Good morning all.

Hypothetical Setup:
1 data center
RF = 3
Total nodes > 3

Problem:
Suppose I need maximum consistency for one critical operation; thus I specify CL = ALL for reads. However, this will fail if only 1 replica endpoint is down. I don't see why this fail is necessary all of the time since the data could have been updated since the node became unavailable and it's data is old anyways. If only one node goes down and it has the key I need, then the app is not 100% available and it could take some time making the node available again.

Proposal:
If all of the *available* replica nodes answer the read operation and the latest value timestamp is clearly AFTER the time the down node became unavailable, then this situation can meet the requirements for *near* 100% consistency since the value in the down node would be outdated anyway. Clearly, the value was updated some time *after* the node went down or unavailable. This way, you can have max availability when using read with CL.ALL... or something CL close in meaning to ALL.

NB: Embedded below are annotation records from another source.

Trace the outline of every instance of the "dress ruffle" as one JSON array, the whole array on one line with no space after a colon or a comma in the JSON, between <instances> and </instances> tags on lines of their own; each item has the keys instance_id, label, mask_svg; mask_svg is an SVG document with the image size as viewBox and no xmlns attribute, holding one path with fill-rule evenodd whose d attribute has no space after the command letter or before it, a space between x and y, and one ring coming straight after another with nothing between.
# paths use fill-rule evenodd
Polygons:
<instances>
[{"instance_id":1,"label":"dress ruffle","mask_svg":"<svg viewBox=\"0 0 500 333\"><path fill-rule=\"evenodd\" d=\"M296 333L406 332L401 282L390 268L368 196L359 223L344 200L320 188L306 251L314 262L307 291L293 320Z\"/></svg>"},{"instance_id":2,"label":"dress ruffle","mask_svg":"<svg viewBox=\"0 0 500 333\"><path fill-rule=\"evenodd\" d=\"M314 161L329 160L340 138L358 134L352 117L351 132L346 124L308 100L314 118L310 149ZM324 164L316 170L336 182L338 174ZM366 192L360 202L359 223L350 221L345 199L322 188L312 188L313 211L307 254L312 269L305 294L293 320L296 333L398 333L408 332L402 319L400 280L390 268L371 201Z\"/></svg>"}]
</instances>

I say "near" 100% consistency to leave room for some situation where the unavailable node was only unavailable to the coordinating node for some reason such as a network issue and thus still received an update by some other route after it "appeared" unavailable to the current coordinating node. In a situation like this, there is a chance the read will still not return the latest value. So, this will not be truly 100% consistent which CL.ALL guarantees. However, I think this logic could justify a new consistency level slightly lower than ALL, such as ALL_AVAIL.

What do you think? Is my logic correct? Is there a conflict with the architecture or base principles? This fits with the tunable consistency principle for sure.